There’s a lovely painting in day 2 of Cheffin’s auctions Fine Sale today, this portrait of King Charles II after Lely lot 678. The painting measures only about 9 inches by 7. It’s on a fine-weave canvas laid onto a panel, and it must’ve been cut from a slightly larger painting to fit the – stunning – seventeenth century auricular frame it’s in.

(c) Cheffins Fine Art Auctioneers.

As Cheffins say, it’s after a portrait by Sir Peter Lely (1618–1680), known from a mezzotint in reverse by Alexander Browne in the National Portrait Gallery, and a small-scale copy by Mary Beale formerly with Philip Mould. The Beale is described here in Philip’s past stock catalogue, an invaluable resource, especially with so many archives currently under restriction.

(c) Philip Mould and Co.

Cheffins’s comparison with the Philip Mould painting is a very important one. They are on the same scale and the Cheffins portrait must be another version of the same composition. It’s a lovely thing. Just the right size to fit in a Christmas stocking.

The painting is from the property of the late Michael Stennett (1946–2020), the opera designer turned Suffolk painter and – according to his obituary – writer of ‘stiff letters’.

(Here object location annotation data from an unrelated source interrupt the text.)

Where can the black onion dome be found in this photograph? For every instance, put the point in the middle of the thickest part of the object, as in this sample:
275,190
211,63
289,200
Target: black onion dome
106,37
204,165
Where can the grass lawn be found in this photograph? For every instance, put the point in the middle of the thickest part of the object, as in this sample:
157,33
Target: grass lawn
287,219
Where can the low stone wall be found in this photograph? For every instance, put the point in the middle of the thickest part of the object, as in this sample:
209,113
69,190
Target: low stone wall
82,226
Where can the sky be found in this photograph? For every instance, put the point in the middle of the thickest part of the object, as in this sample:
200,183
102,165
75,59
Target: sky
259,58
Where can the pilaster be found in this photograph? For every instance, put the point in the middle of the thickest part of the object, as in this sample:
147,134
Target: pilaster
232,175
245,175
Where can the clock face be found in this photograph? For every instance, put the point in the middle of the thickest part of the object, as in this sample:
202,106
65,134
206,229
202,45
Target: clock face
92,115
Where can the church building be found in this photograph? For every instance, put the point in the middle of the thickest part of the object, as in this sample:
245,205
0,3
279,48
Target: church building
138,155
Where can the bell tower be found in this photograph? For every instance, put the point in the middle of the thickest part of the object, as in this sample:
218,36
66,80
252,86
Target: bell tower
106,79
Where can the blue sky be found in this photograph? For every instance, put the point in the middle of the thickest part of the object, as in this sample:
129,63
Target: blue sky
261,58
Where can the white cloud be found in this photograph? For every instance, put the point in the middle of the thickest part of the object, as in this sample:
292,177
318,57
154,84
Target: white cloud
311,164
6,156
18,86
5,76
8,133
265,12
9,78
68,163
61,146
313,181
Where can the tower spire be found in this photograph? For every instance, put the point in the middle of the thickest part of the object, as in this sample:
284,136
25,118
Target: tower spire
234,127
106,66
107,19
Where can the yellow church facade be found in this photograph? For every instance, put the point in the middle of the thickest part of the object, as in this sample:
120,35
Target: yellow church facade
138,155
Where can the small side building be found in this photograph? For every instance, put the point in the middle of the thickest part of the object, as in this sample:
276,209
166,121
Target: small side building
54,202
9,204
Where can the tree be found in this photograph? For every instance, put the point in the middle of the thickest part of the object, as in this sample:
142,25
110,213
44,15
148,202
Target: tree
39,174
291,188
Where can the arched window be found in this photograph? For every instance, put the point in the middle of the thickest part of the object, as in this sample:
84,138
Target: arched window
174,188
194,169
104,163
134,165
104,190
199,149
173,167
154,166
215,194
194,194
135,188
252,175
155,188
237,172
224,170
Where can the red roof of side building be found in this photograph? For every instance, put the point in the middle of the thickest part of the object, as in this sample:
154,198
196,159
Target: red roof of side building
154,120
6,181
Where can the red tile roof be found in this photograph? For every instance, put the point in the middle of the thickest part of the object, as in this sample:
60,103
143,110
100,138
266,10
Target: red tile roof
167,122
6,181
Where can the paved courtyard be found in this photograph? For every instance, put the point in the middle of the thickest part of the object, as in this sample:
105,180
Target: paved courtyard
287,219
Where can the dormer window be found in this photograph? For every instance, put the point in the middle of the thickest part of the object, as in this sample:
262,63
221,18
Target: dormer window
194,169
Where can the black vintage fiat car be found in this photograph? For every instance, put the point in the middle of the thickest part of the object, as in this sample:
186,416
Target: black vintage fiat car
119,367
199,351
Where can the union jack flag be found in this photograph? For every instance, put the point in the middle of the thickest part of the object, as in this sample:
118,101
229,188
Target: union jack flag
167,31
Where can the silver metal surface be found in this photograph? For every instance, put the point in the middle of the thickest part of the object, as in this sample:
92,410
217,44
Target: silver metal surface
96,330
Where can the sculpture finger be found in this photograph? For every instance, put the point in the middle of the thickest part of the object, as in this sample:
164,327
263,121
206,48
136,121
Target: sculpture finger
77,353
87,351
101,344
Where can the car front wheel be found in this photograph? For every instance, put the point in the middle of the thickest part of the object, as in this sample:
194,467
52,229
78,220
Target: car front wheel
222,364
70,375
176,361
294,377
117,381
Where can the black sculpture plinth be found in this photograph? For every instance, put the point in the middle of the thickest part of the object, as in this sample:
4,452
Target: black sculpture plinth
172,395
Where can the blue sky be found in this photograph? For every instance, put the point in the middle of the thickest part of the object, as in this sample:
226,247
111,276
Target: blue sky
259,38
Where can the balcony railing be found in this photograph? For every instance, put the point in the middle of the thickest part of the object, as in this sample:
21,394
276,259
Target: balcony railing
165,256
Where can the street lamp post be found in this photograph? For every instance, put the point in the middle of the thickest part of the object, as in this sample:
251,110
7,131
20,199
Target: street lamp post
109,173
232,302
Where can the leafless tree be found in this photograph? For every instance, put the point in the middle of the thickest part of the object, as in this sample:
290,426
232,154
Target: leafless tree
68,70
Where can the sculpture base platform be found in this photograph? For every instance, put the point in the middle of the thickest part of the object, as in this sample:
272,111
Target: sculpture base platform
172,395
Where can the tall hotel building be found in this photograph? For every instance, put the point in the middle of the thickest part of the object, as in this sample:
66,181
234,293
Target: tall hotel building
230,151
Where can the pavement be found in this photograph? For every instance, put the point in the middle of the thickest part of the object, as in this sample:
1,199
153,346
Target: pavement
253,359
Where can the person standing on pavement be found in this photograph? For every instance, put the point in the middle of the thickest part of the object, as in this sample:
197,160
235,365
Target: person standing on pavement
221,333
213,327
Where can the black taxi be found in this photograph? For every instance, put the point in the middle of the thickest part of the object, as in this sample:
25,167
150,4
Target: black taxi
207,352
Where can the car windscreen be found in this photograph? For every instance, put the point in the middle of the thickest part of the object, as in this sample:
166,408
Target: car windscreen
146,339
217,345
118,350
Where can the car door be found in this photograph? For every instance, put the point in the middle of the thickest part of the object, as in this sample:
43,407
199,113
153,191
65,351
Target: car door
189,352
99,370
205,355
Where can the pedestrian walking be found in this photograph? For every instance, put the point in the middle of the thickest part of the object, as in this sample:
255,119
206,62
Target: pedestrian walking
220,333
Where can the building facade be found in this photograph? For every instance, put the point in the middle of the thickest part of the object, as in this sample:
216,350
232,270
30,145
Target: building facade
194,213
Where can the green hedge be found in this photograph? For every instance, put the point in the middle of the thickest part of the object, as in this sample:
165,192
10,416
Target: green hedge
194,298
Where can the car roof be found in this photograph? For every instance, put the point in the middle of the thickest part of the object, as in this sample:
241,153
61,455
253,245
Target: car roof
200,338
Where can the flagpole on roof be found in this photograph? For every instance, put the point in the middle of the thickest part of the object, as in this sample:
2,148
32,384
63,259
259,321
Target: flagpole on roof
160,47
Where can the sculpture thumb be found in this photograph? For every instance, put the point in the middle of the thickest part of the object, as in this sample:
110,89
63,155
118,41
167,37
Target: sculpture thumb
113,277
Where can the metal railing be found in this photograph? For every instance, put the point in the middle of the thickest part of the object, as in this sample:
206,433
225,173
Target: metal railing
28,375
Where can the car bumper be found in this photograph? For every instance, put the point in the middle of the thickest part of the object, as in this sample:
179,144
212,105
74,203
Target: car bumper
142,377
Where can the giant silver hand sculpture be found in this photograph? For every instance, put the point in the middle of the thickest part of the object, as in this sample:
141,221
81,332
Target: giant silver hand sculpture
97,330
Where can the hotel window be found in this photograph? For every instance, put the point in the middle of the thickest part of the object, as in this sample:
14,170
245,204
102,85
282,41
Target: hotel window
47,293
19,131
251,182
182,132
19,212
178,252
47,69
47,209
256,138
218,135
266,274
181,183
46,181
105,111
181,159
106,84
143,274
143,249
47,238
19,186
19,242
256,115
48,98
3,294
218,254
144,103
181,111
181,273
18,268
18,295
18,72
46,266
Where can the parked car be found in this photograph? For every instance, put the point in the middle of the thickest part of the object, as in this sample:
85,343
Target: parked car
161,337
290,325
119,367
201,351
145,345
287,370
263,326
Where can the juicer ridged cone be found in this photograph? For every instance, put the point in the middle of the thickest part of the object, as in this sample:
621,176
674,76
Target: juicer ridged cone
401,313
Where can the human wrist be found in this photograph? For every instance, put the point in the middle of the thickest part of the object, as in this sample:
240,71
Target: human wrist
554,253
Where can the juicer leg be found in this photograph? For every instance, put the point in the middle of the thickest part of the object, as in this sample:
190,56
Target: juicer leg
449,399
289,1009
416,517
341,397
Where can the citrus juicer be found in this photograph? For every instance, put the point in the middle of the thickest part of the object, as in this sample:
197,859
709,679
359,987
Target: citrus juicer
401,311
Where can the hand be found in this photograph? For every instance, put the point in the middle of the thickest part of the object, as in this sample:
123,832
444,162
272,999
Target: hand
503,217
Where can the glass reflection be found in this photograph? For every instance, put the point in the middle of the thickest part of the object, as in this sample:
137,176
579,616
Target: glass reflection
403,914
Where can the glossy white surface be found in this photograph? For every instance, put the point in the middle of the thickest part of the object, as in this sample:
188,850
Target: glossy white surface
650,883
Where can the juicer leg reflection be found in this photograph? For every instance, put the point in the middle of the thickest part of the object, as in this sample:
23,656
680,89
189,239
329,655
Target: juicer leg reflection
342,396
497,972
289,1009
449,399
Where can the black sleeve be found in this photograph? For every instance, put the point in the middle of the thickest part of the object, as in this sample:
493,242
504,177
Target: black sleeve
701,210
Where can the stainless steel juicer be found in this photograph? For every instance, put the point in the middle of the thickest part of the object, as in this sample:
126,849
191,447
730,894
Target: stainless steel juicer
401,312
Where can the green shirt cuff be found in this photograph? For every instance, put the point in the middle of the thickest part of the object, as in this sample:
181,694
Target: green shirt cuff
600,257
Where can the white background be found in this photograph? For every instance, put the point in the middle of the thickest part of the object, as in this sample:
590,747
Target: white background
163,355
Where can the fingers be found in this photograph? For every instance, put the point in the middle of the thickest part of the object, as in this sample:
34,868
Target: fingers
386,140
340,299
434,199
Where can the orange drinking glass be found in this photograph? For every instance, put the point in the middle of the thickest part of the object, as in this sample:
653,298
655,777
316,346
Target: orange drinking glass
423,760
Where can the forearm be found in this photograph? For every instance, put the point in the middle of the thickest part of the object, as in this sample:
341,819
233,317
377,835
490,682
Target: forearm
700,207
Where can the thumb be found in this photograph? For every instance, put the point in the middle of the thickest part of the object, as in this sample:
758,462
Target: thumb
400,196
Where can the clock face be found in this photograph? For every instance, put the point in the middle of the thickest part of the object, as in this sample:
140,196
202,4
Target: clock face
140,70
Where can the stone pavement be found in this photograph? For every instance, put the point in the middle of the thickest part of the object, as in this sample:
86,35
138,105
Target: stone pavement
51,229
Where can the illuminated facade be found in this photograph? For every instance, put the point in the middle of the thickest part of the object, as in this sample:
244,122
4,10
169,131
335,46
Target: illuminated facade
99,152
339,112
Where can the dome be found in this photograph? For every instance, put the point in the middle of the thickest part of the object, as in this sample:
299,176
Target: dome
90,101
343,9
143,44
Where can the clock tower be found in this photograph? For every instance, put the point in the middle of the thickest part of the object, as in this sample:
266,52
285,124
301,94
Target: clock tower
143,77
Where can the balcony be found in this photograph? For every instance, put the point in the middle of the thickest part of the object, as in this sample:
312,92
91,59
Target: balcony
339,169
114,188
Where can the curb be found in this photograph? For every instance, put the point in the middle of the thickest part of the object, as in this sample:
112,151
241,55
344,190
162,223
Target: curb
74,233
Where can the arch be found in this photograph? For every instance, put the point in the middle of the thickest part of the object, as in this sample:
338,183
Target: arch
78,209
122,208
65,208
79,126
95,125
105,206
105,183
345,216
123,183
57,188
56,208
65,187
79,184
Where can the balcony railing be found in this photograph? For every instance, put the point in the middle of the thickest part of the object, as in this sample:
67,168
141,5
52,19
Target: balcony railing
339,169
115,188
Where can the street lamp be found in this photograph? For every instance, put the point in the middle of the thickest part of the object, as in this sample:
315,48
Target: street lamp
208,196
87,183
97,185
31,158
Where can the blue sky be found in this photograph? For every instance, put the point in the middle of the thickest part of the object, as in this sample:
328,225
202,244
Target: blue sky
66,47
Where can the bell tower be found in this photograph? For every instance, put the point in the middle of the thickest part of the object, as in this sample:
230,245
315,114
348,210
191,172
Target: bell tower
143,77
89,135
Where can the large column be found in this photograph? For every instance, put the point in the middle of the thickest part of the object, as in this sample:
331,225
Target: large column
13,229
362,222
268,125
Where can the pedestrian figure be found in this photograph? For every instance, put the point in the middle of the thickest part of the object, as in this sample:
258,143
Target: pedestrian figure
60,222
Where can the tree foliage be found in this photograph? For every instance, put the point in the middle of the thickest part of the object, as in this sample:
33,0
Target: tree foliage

Update: it sold for £2,000 hammer against an estimate of £400 – 600. Nice one, someone. I wouldn’t be at all surprised if it’s by Beale herself. In which case it’s interesting. The Philip Mould portrait was originally acquired with this portrait of Sir Thomas Isham Bt, Beale’s small-scale copy of Lely’s original of c.1675 at Lamport Hall.

(c) Philip Mould and Co.

There is also a studio copy of Lely’s King Charles II in armour at Lamport, and I’d always assumed that Beale must have copied them both together, perhaps for a member of the Isham family. The Cheffins painting suggests that she produced at least one other version of the Charles II. It would have been a popular image, being one of the best portraits of him, so I wonder if it was a pattern she kept a record of and reproduced for stock. Beale’s friendship with Lely is well known and she was a favoured copyist of his work. He allowed her and her husband Charles Beale the artists’ colourman the rare honour of watching him paint and studying his technique.